Did Hackers Use 3 Million Electric Toothbrushes in DDoS Attack?

As the number of internet-connected devices continues to soar, so does the potential attack surface for hackers.

PUBLISHED FEB 14, 2024

Cover Image Source: Oral-B IO toothbrush with the magnetic technology IO | Getty Images | Photo by Joan Cros

The viral news claiming that three million electric toothbrushes were hacked with malware to orchestrate distributed denial of service (DDoS) attacks appears to be further from the truth. Last week, Swiss news outlet Aargauer Zeitung published a report alleging that an employee from cybersecurity firm Fortinet had disclosed the infiltration of three million electric toothbrushes with Java malware, purportedly aimed at conducting DDoS attacks against a Swiss company.

Good journalism is important. >> "The unlikely 3 million electric toothbrush DDoS attack" https://t.co/6ZXctemgnR
— Rickey Gevers (@UID_) February 7, 2024

"Fortinet provided specific details: information about how long the attack took down a Swiss company's website, an order of magnitude of how great the damage was. Fortinet did not want to reveal which company it was out of consideration for its customers. The text was submitted to Fortinet for verification before publication. The statement that this was a real case that really happened was not objected to," he said.

"One command is enough, and the remote-controlled toothbrushes simultaneously access the website of a Swiss company. The site collapses and is paralyzed for four hours. Millions of dollars in damage is caused," he added.

DDoS attacks, which involve inundating a website or online service with a barrage of requests to render it inaccessible to legitimate users, have become increasingly prevalent in recent years. Such attacks are typically orchestrated by leveraging a network of compromised devices, including routers, servers, and Internet of Things (IoT) devices, which are commandeered to flood the target with traffic.
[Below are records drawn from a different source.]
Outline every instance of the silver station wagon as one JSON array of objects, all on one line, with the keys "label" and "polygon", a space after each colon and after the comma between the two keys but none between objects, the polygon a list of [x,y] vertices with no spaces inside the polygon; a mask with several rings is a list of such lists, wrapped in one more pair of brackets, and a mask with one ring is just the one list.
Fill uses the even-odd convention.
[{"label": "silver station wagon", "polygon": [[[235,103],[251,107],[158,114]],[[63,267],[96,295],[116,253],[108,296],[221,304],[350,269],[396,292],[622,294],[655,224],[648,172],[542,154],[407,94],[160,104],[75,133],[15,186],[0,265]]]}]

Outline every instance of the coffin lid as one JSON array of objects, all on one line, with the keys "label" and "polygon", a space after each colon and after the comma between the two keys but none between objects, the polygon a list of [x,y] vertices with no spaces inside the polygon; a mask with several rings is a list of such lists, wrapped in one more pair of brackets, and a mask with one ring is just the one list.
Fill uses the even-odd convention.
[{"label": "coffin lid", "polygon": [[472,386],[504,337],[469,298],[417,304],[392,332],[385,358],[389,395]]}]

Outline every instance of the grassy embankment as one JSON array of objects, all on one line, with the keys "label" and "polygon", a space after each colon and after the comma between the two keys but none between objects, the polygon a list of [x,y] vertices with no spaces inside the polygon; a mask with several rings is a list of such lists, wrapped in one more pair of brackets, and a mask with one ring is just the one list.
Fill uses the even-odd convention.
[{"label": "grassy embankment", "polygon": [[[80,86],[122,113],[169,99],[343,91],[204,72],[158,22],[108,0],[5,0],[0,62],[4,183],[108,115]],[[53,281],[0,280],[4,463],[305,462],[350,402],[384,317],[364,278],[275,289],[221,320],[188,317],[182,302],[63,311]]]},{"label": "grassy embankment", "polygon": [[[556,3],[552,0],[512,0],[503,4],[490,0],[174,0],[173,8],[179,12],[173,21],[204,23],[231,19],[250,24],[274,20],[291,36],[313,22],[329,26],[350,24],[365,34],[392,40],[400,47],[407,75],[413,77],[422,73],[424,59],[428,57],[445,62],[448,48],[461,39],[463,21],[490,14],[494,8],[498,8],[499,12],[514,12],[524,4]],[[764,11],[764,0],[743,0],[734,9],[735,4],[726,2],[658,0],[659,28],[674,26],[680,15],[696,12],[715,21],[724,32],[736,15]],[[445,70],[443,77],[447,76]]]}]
In this photo illustration, a hacker with an Anonymous mask on his face and a hood on his head uses a computer | Getty Images | Photo by Chesnot — Image Source: Getty Images | Photo by Chesnot

While the concept of using electric toothbrushes as part of a DDoS botnet is certainly attention-grabbing, it raises practical concerns about the plausibility of such an attack. Unlike traditional IoT devices, electric toothbrushes are not typically connected directly to the internet; instead, they typically communicate via Bluetooth with accompanying mobile apps for data tracking purposes.

This raises doubts about the feasibility of remotely infecting and controlling millions of toothbrushes without a direct internet connection. Moreover, the lack of documented instances of IoT devices being exploited on such a massive scale undermines the credibility of the reported incident.

No, 3 million electric toothbrushes were not used in a DDoS attack. Complete bullshit but funny. https://t.co/1S3UPDOP55
— Anonymous (@QuietRonin47) February 7, 2024

In response to the allegations, Fortinet said, "To clarify, the topic of toothbrushes being used for DDoS attacks was presented during an interview as an illustration of a given type of attack, and it is not based on research from Fortinet or FortiGuard Labs. It appears that due to translations the narrative on this topic has been stretched to the point where hypothetical and actual scenarios are blurred."

Fortunately, the likelihood of your toothbrush being recruited for such nefarious activities is minimal. So, while you continue to maintain your oral hygiene, ensure your internet-connected devices remain secure and protected.